Primeiro tive medo, confesso. A cabeleireira, teimosamente guardada no
armário, olhava para mim, a insinuar: "Não precisas de passar por
isso. Podes parecer normal". Ainda cedi, algumas vezes. Mas era como
se outra que não eu me habitasse. Outra, saudável. Não eu, com cancro.
Depois decidi: "Não uso mais". E assim tem sido. Olhem, se quiserem.
Aliás, façam o favor de olhar. Porque eu estou aqui, neste espaço, com
o mesmo direito de aqui estar que antes tinha. E é bom que vejam que,
como eu, muitos outros diferem. Que a saúde, como a normalidade, é uma
ficção que só temporariamente habitamos. E que, a qualquer momento,
qualquer um de nós pode ser o temido rosto do "Outro".
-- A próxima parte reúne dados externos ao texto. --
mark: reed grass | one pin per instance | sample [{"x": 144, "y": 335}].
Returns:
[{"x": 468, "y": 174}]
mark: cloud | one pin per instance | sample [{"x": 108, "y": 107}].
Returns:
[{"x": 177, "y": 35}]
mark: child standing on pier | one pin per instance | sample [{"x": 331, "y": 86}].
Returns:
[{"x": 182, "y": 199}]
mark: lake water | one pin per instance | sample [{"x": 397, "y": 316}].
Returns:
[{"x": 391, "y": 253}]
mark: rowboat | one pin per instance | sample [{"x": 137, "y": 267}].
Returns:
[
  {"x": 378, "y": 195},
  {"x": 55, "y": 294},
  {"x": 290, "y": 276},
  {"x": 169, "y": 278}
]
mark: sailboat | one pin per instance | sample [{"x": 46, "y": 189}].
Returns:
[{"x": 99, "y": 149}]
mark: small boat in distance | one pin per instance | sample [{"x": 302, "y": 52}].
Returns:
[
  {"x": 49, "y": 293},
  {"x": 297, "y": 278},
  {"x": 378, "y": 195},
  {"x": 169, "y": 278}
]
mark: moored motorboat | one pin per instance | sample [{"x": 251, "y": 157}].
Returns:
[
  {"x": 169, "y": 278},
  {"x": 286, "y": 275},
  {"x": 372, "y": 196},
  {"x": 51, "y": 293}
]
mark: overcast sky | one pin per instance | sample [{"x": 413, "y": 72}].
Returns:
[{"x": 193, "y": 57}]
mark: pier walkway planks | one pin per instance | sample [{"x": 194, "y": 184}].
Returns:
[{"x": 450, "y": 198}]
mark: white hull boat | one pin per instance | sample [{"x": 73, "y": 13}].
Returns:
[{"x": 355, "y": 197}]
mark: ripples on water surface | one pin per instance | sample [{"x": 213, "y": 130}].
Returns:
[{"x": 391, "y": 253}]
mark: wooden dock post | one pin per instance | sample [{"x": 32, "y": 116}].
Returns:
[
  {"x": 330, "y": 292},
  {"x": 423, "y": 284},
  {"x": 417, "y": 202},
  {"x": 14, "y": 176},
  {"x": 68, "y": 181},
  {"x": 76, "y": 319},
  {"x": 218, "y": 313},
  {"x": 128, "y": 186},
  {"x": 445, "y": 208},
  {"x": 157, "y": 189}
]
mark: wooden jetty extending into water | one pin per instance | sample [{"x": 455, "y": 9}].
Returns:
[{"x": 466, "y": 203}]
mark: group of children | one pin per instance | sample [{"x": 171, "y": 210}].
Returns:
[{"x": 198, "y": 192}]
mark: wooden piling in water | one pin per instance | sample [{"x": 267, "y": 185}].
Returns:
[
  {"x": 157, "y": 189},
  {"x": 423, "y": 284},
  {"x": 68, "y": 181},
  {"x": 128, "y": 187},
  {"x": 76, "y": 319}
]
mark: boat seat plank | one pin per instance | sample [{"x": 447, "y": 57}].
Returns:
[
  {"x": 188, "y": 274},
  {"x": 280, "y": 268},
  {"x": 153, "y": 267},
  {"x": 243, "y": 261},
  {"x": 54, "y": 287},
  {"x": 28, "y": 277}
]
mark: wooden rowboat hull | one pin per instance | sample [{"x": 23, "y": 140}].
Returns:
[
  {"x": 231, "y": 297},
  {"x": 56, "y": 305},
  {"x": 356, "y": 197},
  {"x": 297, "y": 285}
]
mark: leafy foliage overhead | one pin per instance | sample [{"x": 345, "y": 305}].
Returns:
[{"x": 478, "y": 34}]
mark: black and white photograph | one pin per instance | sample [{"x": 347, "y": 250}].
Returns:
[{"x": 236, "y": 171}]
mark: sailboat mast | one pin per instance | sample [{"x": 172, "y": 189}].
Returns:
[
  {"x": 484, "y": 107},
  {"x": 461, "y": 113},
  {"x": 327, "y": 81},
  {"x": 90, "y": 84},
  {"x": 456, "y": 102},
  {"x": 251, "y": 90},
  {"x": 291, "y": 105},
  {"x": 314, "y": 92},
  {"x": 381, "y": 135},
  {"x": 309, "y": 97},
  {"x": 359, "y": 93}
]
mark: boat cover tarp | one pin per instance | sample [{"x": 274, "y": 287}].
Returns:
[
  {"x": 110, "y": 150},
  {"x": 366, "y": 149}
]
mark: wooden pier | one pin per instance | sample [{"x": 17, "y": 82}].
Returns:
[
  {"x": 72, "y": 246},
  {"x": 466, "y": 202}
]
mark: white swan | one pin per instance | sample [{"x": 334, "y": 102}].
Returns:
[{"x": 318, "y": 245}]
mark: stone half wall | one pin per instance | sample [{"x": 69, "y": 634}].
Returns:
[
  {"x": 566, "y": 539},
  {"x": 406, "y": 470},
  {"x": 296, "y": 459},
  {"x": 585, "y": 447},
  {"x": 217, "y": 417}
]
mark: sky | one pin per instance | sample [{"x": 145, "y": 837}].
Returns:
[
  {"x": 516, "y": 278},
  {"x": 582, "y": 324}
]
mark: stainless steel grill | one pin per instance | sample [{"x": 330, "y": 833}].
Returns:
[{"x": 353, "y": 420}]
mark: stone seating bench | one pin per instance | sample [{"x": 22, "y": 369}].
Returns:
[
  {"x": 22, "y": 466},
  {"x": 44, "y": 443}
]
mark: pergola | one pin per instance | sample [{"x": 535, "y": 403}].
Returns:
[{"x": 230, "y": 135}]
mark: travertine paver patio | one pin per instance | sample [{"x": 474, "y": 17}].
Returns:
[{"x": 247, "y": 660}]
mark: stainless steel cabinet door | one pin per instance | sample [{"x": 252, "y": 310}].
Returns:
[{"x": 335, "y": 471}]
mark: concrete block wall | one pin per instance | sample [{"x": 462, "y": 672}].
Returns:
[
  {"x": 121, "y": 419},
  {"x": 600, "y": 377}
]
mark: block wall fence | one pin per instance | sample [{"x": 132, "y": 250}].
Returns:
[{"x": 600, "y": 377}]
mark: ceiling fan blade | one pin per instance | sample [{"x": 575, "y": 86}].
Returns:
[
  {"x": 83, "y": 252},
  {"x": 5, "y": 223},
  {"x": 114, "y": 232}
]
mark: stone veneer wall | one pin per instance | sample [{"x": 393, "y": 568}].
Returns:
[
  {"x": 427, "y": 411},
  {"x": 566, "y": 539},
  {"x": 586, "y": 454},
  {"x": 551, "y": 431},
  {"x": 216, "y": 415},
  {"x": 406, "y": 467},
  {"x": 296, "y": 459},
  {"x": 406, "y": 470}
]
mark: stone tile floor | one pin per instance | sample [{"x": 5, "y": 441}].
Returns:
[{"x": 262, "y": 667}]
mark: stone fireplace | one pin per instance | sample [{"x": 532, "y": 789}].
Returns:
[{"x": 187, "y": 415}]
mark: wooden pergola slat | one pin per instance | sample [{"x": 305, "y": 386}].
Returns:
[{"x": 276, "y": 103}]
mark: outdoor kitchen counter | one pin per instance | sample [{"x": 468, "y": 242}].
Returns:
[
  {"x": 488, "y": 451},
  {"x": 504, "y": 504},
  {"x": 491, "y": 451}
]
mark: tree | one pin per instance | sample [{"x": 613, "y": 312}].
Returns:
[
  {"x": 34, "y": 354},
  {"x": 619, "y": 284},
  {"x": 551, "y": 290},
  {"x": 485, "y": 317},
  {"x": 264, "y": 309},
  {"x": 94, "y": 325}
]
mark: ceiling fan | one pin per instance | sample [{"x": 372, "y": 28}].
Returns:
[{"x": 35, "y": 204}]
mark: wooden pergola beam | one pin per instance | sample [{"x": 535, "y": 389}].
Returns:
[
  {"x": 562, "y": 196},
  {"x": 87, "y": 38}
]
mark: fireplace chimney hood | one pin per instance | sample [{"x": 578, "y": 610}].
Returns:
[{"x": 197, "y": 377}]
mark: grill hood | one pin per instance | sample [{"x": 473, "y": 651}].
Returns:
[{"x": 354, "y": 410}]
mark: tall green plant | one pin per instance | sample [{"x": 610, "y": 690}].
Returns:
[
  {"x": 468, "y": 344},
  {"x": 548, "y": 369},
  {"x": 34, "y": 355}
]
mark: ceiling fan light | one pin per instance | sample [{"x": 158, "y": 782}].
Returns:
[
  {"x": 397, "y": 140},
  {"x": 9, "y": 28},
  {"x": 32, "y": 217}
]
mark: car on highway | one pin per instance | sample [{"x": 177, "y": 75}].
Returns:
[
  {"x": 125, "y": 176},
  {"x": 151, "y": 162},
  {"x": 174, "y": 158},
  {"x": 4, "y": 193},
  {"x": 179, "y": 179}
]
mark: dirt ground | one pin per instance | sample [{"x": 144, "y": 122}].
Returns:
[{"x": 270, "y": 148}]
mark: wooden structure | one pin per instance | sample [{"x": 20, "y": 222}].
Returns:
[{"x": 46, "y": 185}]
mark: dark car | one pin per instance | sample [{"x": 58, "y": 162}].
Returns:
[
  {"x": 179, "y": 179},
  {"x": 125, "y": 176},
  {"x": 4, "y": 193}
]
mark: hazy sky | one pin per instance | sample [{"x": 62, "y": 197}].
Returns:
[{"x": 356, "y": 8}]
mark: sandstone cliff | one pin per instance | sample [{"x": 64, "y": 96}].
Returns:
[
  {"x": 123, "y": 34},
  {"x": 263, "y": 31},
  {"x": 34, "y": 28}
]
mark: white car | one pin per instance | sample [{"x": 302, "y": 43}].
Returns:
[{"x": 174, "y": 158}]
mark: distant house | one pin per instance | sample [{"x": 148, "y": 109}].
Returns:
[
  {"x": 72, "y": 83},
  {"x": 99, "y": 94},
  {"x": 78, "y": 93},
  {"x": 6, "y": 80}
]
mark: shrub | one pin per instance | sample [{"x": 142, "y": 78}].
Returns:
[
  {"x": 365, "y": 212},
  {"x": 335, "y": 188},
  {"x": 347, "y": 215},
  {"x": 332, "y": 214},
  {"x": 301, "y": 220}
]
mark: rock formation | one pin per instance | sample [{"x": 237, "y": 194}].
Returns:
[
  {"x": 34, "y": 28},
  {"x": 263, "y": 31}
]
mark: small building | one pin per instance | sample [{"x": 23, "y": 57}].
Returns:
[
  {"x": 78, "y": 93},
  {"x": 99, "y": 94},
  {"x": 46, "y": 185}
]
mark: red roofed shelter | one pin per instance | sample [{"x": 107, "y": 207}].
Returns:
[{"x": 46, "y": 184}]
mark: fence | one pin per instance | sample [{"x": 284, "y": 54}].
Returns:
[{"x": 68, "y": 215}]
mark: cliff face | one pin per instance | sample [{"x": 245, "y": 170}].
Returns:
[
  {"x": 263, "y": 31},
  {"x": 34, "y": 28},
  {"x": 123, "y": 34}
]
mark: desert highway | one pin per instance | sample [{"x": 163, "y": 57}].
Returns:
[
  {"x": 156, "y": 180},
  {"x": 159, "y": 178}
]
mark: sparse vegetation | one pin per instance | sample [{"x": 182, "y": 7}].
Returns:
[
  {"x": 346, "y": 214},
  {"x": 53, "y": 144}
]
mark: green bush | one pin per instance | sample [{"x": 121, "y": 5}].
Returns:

Olhem para mim e vejam-me.

Não olharam. Não olharam a tempo, no caso da criança que foi forçada a
afastar-se da escola por ter cancro. E por não terem olhado a tempo,
às dores já sentidas juntaram outra dor. Não há desculpa para causar
dor a quem habita a dor mais funda de todas, a de poder perder um
filho. Ou para ferir quem é mais frágil, embora tenham muitas vezes
almas fortes, as frágeis crianças que povoam os corredores dos IPO.

É certo que não há nunca, nestas coisas, vilões e vítimas passivas.
Que as pessoas por vezes reagem intempestivamente a situações
"pequenas" (não sei se foi o caso, mas o que é "pequeno" face ao
sofrimento de uma criança e à impotência de quem a quer proteger?).
Mas também é certo que as coisas só chegam a este tipo de extremos
porque alguém que devia ter visto e agido não olhou e não o fez. Para
que serve uma escola, afinal, se não cuida dos mais fracos que lhe são
entregues?

São, já disse, as crianças as primeiras a olhar. Porque ainda não não
dominam a arte do subterfúgio, querem saber: "Mãe, porque é que aquela
senhora não tem cabelo?". São as crianças, como no caso daquela
escola, quem por vezes é mais cruel. Mas não é necessariamente assim.

Há alguns meses, a minha filha de quatro anos, chorou quando lhe disse
que ia ficar sem cabelo. E disse que tinha medo. Hoje chama-me com
ternura "Ruca" (o seu boneco favorito, também sem cabelo) e "mãe
carequinha" quando me quer gozar. Não foi difícil. Bastou não
contaminar o seu olhar com o nosso medo. Será pedir de mais a quem é
adulto?"

Carla Machado

1 Comments:

Anonymous Anonymous said...

E a tua professora consegue pôr isso em palavras...E a tua professora consegue dar-nos a ver, a sentir, a experiência da vida truncada pela doença...
Não há hipótese de fugir aos lugares comuns em relação a coisas deste calibre. Provavelmente porque os lugares comuns traduzem a nossa vontade de nos posicionarmos na perspectiva segura dos "outros" e assim (tentar)exorcizar o medo. Aqui vai o meu cliché: p... de vida!!!